Ближайшими к Ельцу были епифанская, дедиловская, новосильская и мценская сторожи. Станицы менялись через 15 дней. Служба эта была нелегкая. Осенью 1592 года Посольский приказ направил в Елец местным воеводам грамоту, в которой говорилось: «И впредь бы есте из-за детей боярских и ни из-за кого крестьян на Ельце в казаки не имали…» (Анпилогов Г. Н. Новые документы о России конца XVI века. МГУ. 1967. стр. 369-371). Этот документ сохранился среди приказных дел старых лет в Центральном государственном архиве древних актов в деле «О Елецких казаках и стрельцах указы, рапорты, челобитные, росписи жалованья».

В списке разных чинов людей, упоминаемых в сыскном деле времен великого князя Михаила Федоровича, фигурируют: Березников Матвей, поместный казак, Елец; Ермолин Назар, поместный казак, Елец; Демидов Иван, поместный есаул, Елец; Жиров Федор, поместный казак, Елец; Путимец Иван, поместный казак, Елец; Радионов Гаврила, поместный есаул, Елец; Сериков Иван, казачий сотник, сын боярский, Елец; Яковлев Володя, поместный казак, Елец. Потомки этих людей окружали Пришвина в его повседневной жизни. Обойти тему казачества он не мог и в своем творчестве.
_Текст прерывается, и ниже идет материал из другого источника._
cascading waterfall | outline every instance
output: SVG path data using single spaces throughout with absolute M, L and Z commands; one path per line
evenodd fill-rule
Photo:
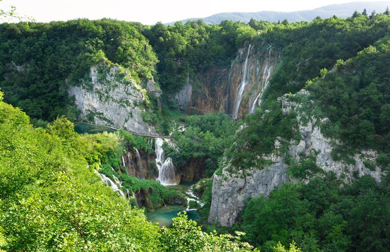
M 126 197 L 126 196 L 125 196 L 125 194 L 123 193 L 122 190 L 120 188 L 120 187 L 122 187 L 122 182 L 120 182 L 116 177 L 112 175 L 115 182 L 116 182 L 118 181 L 117 183 L 119 183 L 118 184 L 115 182 L 114 182 L 111 180 L 109 178 L 106 176 L 104 174 L 99 173 L 96 170 L 95 170 L 95 173 L 100 177 L 102 181 L 103 181 L 103 182 L 107 186 L 109 186 L 111 187 L 112 190 L 113 190 L 114 192 L 118 192 L 119 193 L 119 195 L 120 195 L 122 197 L 123 197 L 124 198 Z M 118 186 L 118 185 L 119 185 L 119 187 Z
M 247 68 L 248 67 L 248 58 L 249 57 L 249 53 L 251 51 L 251 44 L 249 44 L 249 47 L 248 48 L 248 54 L 247 54 L 247 57 L 245 59 L 245 62 L 244 63 L 244 70 L 243 73 L 243 79 L 239 85 L 239 87 L 237 88 L 237 94 L 236 95 L 236 99 L 235 100 L 235 107 L 234 111 L 233 112 L 233 119 L 237 119 L 237 116 L 239 114 L 239 110 L 240 109 L 240 105 L 241 103 L 241 101 L 243 99 L 243 96 L 244 95 L 244 91 L 245 90 L 245 86 L 247 85 Z
M 192 188 L 193 186 L 190 186 L 189 188 L 188 188 L 188 190 L 186 192 L 186 193 L 187 194 L 187 208 L 185 209 L 185 211 L 187 212 L 198 210 L 197 208 L 189 208 L 190 201 L 196 202 L 200 206 L 201 206 L 201 207 L 203 206 L 205 204 L 204 203 L 201 202 L 201 201 L 199 200 L 199 198 L 195 196 L 195 195 L 193 194 Z
M 138 151 L 138 150 L 137 149 L 137 148 L 134 148 L 134 150 L 135 150 L 135 153 L 136 155 L 136 159 L 137 159 L 137 169 L 139 172 L 140 174 L 140 179 L 144 179 L 145 178 L 143 177 L 143 176 L 142 175 L 143 174 L 142 172 L 144 171 L 143 166 L 142 165 L 142 159 L 141 158 L 141 155 L 139 154 L 139 152 Z
M 168 157 L 164 160 L 164 153 L 163 150 L 163 144 L 164 141 L 162 138 L 158 138 L 155 141 L 155 163 L 159 169 L 159 177 L 157 180 L 164 186 L 176 185 L 175 167 L 172 163 L 172 159 Z
M 262 83 L 261 83 L 261 89 L 259 92 L 259 94 L 256 97 L 255 100 L 253 101 L 253 104 L 252 105 L 252 107 L 249 110 L 249 113 L 252 114 L 255 112 L 256 107 L 258 105 L 261 105 L 261 96 L 264 93 L 264 91 L 267 88 L 268 84 L 269 83 L 269 76 L 271 76 L 271 71 L 272 71 L 272 66 L 270 65 L 271 61 L 271 52 L 272 51 L 272 48 L 271 45 L 267 49 L 268 51 L 268 59 L 267 63 L 265 64 L 265 67 L 264 68 L 264 71 L 263 72 L 263 78 Z M 260 98 L 260 100 L 259 100 Z

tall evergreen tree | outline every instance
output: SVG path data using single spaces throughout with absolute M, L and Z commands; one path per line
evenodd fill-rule
M 371 12 L 371 15 L 370 15 L 370 19 L 372 20 L 374 19 L 374 18 L 375 17 L 375 15 L 376 15 L 376 12 L 375 10 L 372 11 L 372 12 Z

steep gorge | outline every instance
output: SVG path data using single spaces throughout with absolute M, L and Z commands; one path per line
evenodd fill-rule
M 238 51 L 230 66 L 213 66 L 188 75 L 175 98 L 180 109 L 189 113 L 223 111 L 242 118 L 261 103 L 261 96 L 281 61 L 280 53 L 280 49 L 264 41 L 248 44 Z M 240 96 L 238 91 L 243 81 Z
В ноябре 1909 года в трех номерах «Русских ведомостей» Пришвин публикует свое произведение «Новые места» с подзаголовком «Сибирские впечатления». Вот что он в нем, в частности, пишет:

«Скоро завелась в озере рыба. Пришел русский казак и стал ловить рыбу и продавать. Богатый киргиз велел всем бедным киргизам ловить в озере рыбу и продавать одному только русскому казаку. Казак скоро разбогател. Богатый киргиз и русский казак стали друзьями, пили часто кумыс и резали баранов и жеребят.

-         Русские не едят жеребят!

-                Этот казак ел жеребят и очень хвалил. Пришли два русских переселенца… Русский казак перестал ходить к богатому есть жеребят и баранов и пить кумыс. Русский казак стал заступаться за переселенцев. Богатый киргиз поехал к начальнику и давал ему пять тысяч. Начальник приехал сгонять переселенцев.

-                Начальник взял деньги? Может ли быть?

-                Да, это может быть. Начальник взял деньги. Но переселенцы не пошли. Начальник бранился. Переселенцы пожаловались старшему. Старший сказал: «Спасибо, братцы!» – и прогнал младшего начальника».

Казак в этом эпизоде выступает как человек предприимчивый, способный перенимать обычаи местного населения. В то же время он патриот своей Родины, защитник соотечественников. Идеалы казачьего народа, казачьи обычаи и традиции для него значат безусловно больше, чем сиюминутная выгода. Здесь не названо имя казака. Но это именно типичный образ, олицетворяющий собой всех тех казаков, что завоевали Сибирь. Именно такими, по всей видимости,  были и атаман Ермак, и первопроходцы Ерофей Хабаров, Василий Поярков и Семен Дежнев, путешественник потомок запорожского казака Корнилы Паровальского генерал-майор Николай Пржевальский, другой потомок казаков этнограф Николай Миклухо-Маклай.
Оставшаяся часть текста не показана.